Commissioner Allison Herren Lee, a Democrat, agreed after the vote that “there is nothing inherently wrong” with changing the rules, “particularly if data suggests the need to correct some imbalance. But what does the data show about proxy voting? That the vote recommended by management carries the day some 90% of the time. Management’s views nearly always prevail. That is the context in which we consider these two proposals that would tilt the scales even further against shareholders,” said Ms. Lee, who voted against the proposal.
The proposed changes are now subject to a 60-day public comment period. During that time, investor advocacy groups like CII, US SIF: The Forum for Sustainable and Responsible Investing, Ceres and the United Nations-backed Principles for Responsible Investment vow to challenge SEC staff to produce data justifying the changes.
Business groups welcomed the changes after years of campaigning for tighter controls on proxy advisers that they saw as having too much influence and no process for companies to correct errors, particularly the dominant firms Institutional Shareholder Services Inc. and Glass, Lewis & Co. The new rules are designed to “facilitate issuer and shareholder engagement (and) provide clarity to market participants,” the SEC said.
Aeisha Mastagni, a portfolio manager in the sustainable investment and stewardship strategies unit of the $242.1 billion California State Teachers’ Retirement System, West Sacramento, doesn’t see that happening by requiring proxy advisers to consult with companies.
“That methodological weakness is highly concerning to me because I think it is vague and I think it could delay our ability to vote. It causes delays in an already time-constrained proxy season and it affects my fiduciary ability to vote these proxies,” she said.
Even large asset managers rely on proxy advisers for recommendations. “No institutional investor could vote their proxy without a proxy adviser,” said one asset manager who declined to be identified. Others, like BlackRock Inc. and Vanguard Group Inc., are studying the lengthy proposals and plan to weigh in during the comment period.
Mike McCauley, senior officer, investment programs and governance at the $195.6 billion Florida State Board of Administration, Tallahassee, disputes that proxy advisers drive the voting outcome. “If you look at the stats, it’s just not true. It leads to support levels, but that does not mean it drives the vote,” he said.
Higher shareholder proposal thresholds were needed, corporate groups said, in part because of the increased concentration of stock ownership by institutional shareholders that are more likely to support shareholder proposals.
They would also help control activist investors “that cause companies to focus on political issues at the expense of company growth,” said Jay Timmons, president and CEO of the National Association of Manufacturers said in a statement after the vote.

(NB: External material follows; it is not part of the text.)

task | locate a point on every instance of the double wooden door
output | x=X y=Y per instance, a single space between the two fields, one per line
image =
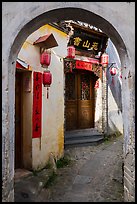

SEC Commissioner Robert Jackson Jr. argued that there could have been a more nuanced approach to dealing with gadfly investors. Instead, “what we’ve done is swat a gadfly with a sledgehammer,” he said on a press call after the vote.
The changes to the shareholder proposal process raise the minimum amount of stock held and the time held — currently $2,000 and one year — to at least $2,000 in stock held for three years, $15,000 for two years, or $25,000 for one year. Shareholders could not aggregate their holdings with others and must be available to meet with the company to discuss the proposal.
Changes to thresholds for resubmitting proposals, last updated in 1954, are more dramatic. Currently, proposals must get 3% of shareholder support in the first year, 6% in the second year and 10% in the third year. Now, a first-time proposal would need 5% support to be eligible for resubmission in the following three years, while those submitted two and three times in the previous five years would need 15% and 25% support, respectively. Companies also gain the right to exclude a proposal if the most recent vote captured less than 50% and there was a decline in votes.
The effect “would be pretty chilling,” said Mr. McCauley of Florida SBA. “I think you are going see a pretty significant decline in shareholder resolutions.”